Even if the risk in Dubai’s market is perceived to be higher than those of global peers, it is our conviction that the cap rate gap is too large and not justifiable. Dubai cap rates should adjust downwards, which means there is more room for asset price growth over the year 2024, leading to greater returns on investments.

Increased diversification

More than ever before, the UAE’s real estate sector currently is in a unique position driven by widespread economic diversification, recent initiatives boosting the growth of foreign investments, new residence and visa policies.

In Abu Dhabi especially, MD Real Estate has witnessed dynamic developments across various segments, including leasing, ready property purchases, and off-plan investments. Notably, 2023 saw a surge in off-plan projects, with diverse offerings from different developers. This influx of innovative properties has laid a strong foundation for what lies ahead in 2024.

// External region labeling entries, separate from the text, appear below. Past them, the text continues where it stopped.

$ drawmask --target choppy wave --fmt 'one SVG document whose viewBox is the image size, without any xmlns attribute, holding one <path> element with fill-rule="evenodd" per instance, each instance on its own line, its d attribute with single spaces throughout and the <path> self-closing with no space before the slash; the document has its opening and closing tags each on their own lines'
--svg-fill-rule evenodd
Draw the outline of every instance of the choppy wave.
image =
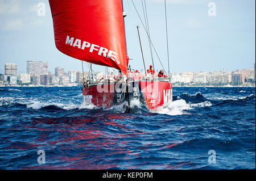
<svg viewBox="0 0 256 181">
<path fill-rule="evenodd" d="M 131 101 L 132 114 L 127 103 L 82 103 L 79 87 L 9 89 L 0 89 L 1 169 L 255 169 L 253 88 L 174 87 L 172 103 L 148 111 Z"/>
</svg>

Many of the off-plan projects initiated in previous years will reach their handover stages. Consequently, a substantial influx of consumers can be expected to move into their new properties, others seeking to lease these units, and a significant number considering the resale of their off-plan investments. It’s worth noting that off-plan properties tend to yield the best returns when sold after handover.

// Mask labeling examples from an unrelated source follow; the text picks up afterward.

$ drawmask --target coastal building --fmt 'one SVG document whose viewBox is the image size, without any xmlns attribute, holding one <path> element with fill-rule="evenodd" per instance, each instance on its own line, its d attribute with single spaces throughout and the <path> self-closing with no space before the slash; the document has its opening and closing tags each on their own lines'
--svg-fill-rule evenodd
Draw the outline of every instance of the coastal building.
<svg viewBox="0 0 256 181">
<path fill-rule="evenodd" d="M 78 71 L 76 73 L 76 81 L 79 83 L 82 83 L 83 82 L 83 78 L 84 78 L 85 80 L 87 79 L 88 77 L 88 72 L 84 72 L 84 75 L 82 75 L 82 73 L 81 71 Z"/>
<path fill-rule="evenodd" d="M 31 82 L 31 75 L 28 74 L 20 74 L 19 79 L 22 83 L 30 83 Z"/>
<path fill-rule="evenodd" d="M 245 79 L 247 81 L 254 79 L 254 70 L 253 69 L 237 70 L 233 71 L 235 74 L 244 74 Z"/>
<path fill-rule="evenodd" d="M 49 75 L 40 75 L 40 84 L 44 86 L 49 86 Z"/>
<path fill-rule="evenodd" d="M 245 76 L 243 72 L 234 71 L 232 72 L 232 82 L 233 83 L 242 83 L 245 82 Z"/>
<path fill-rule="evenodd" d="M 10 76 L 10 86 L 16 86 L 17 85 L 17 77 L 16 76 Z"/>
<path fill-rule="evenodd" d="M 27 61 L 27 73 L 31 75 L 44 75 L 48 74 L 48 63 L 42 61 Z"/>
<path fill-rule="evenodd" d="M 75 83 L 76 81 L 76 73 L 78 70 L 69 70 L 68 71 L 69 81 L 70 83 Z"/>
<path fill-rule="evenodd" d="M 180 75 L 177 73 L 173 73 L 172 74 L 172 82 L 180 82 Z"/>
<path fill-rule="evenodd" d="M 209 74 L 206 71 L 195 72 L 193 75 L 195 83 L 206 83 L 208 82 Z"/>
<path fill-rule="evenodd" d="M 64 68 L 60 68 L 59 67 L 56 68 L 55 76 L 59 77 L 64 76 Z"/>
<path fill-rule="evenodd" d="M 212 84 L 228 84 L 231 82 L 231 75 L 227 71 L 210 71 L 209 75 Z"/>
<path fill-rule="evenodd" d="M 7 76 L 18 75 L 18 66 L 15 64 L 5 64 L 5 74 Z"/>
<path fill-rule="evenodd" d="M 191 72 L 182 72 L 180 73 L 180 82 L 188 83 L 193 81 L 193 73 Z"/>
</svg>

Betterhomes expects more properties to come up, as sellers look to take advantage of current prices. Developers will also continue to launch new projects at an accelerated rate. This extra supply is likely to keep prices in check. On the other hand, for renters, there may be some relief towards the latter part of 2024 with the delivery of more new homes which will hopefully take some pressure off the current rental market.

Relocation prospects

Dubai’s strategic approach to development positions it as an attractive destination for relocation across various industries. Blueground highlights a significant trend towards flexible living, driven by evolving lifestyles, career changes, and technological advancements.

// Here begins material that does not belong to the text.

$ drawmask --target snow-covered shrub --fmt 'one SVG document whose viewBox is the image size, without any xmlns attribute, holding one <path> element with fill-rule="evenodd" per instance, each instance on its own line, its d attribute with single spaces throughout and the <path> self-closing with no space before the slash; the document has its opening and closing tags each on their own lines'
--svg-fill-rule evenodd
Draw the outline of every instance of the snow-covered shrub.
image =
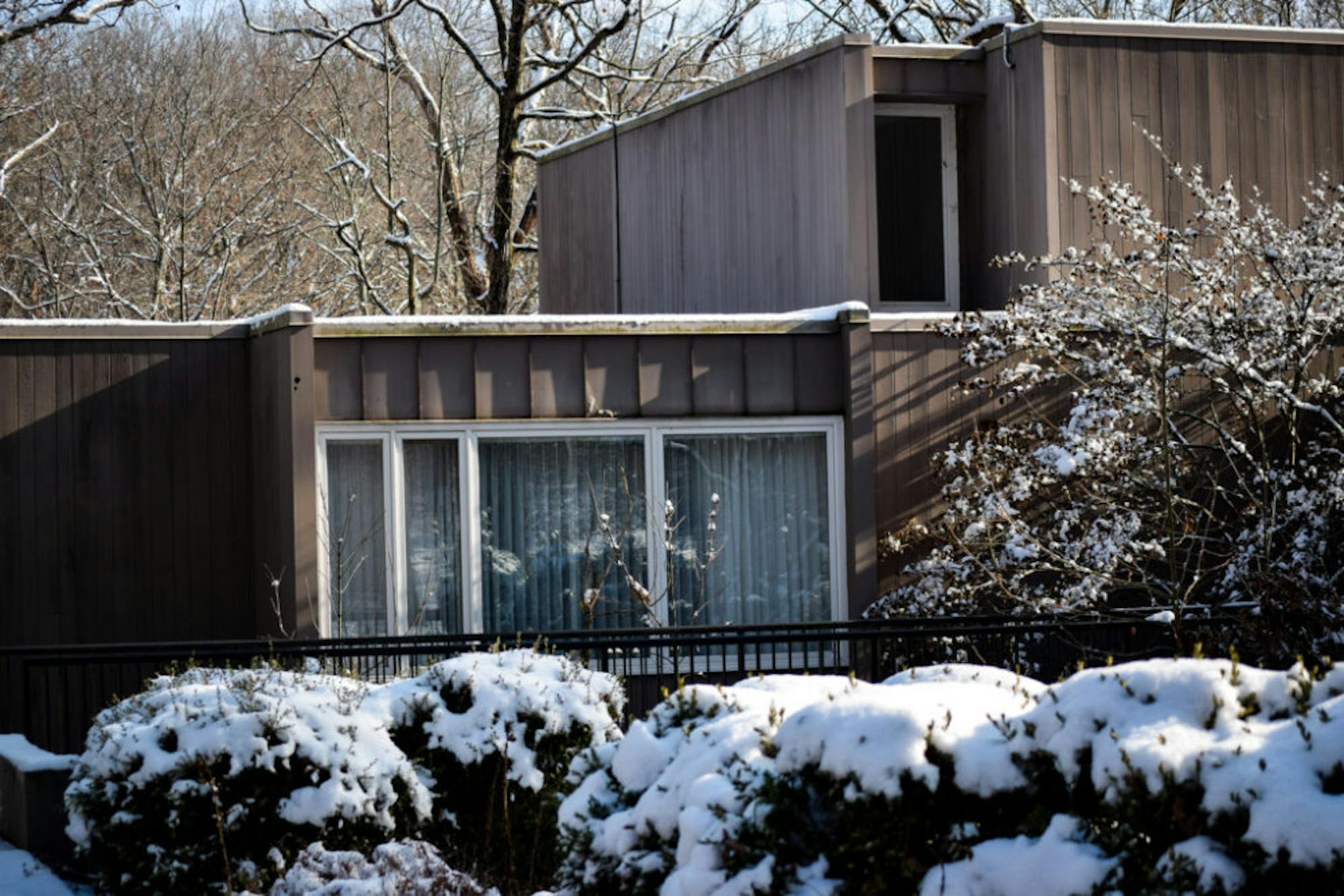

Flexible living, currently at 2% market share, is projected to reach 20% by 2035. Factors such as technology enabling remote work, the rise of ‘work-cations’ and the impact of the COVID-19 pandemic contribute to this growth.

Exclusive Links Real Estate describes the outlook for Dubai’s real estate in 2024 to be optimistic, anticipating stable growth between 3.5% and 5%. The positive sentiment is fuelled by sustained population growth driven by a competitive economic landscape and government initiatives attracting global businesses and individuals.

The moderate growth rate, considering recent trends, is complemented by an increased pace of new build handovers and projects, potentially alleviating supply-side pressures. Navigating 2024, the real estate sector appears poised for continued expansion, supported by a well-thought-out combination of economic incentives and proactive government measures.